Simulated Bootstrapped A/A tests

As Data Scientists at Twitch, we design, run, and analyze A/B tests on a daily basis. Many of our metrics, like hours watched or number of chat messages per channel, have very long-right-tailed skewed distributions. We needed a way to deal with designing A/B tests on skewed metrics, so we adapted the simulated bootstrapped A/A test methodology from Trusted Online Controlled Experiments by Kohavi et al. In this blog post, we will discuss what a simulated bootstrapped A/A test is, why it helps when there are skewed metrics, and most importantly, we have included the code that will allow you to run your own simulated bootstrapped A/A tests on your data.

What do you need to know before you read this article?

You can open the links below in a separate tab to follow along as you read.

What’s an A/B test?
What’s a t-test?
What’s a p-value?
What’s a skewed distribution?

Why simulated bootstrapped A/A tests?

Skewed metrics present challenges to analyzing experiments with a classic t-test. There may be problems with:

Variance - highly skewed metrics have a high variance, which may be prohibitive to get enough power for a test.
Outliers - data may exhibit outliers that need to be controlled before calculating test results.
Splits - while many of our experiments run at a 95/5 split, a more even split (e.g. 50/50 split) may be necessary when metrics are skewed.

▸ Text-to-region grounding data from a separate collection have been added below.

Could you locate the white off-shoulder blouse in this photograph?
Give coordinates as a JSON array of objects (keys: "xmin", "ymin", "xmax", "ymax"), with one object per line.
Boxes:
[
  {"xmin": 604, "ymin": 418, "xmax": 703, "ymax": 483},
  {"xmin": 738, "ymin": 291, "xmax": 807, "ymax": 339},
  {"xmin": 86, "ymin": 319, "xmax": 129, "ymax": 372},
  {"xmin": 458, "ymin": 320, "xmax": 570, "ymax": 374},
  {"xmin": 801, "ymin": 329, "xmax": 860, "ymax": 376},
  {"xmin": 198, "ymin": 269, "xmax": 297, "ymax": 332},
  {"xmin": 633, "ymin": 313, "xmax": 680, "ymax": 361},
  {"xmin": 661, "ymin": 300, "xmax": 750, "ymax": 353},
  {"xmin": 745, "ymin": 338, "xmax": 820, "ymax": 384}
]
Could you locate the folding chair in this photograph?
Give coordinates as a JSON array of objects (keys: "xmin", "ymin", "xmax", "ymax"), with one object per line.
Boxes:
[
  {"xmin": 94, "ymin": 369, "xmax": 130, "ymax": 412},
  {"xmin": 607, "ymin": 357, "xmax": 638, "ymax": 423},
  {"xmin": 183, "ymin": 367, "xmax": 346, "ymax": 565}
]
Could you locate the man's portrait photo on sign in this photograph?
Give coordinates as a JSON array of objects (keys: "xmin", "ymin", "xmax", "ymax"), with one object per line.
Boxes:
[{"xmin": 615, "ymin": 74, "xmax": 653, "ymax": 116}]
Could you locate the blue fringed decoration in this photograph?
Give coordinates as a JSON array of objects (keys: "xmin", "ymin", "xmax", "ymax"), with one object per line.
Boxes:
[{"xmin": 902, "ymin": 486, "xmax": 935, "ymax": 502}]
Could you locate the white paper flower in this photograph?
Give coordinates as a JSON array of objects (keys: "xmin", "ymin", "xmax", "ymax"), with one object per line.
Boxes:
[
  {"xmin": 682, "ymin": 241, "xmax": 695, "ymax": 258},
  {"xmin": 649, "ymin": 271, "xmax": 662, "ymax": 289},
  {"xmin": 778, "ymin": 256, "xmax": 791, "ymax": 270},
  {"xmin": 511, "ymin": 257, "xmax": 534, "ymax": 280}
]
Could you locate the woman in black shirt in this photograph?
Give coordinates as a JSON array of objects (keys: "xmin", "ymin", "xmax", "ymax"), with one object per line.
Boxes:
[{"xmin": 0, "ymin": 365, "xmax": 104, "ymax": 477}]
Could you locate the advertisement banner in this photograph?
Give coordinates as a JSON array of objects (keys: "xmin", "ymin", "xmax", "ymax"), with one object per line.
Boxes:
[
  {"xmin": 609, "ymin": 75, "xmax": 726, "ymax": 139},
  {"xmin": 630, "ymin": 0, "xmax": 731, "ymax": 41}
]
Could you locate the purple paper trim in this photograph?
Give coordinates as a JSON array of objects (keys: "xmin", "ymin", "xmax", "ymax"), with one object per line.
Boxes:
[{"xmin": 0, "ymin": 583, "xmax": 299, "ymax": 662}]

To better understand how skew may affect experiment results and whether the above issues need to be mitigated, we implemented the methodology adapted from Chapter 19 in the book Trusted Online Controlled Experiments by Kohavi et al., where we run bootstrapped A/A tests on the experiment metric with historical data *before *performing an A/B test.

The simulated A/A test on historical data can uncover potential problems with using the intended metric before it is time to analyze an A/B test, and has zero engineering cost (as long as tracking is already implemented). In this post, we will share the Python code so that you can also run this methodology and assess the validity of your metrics.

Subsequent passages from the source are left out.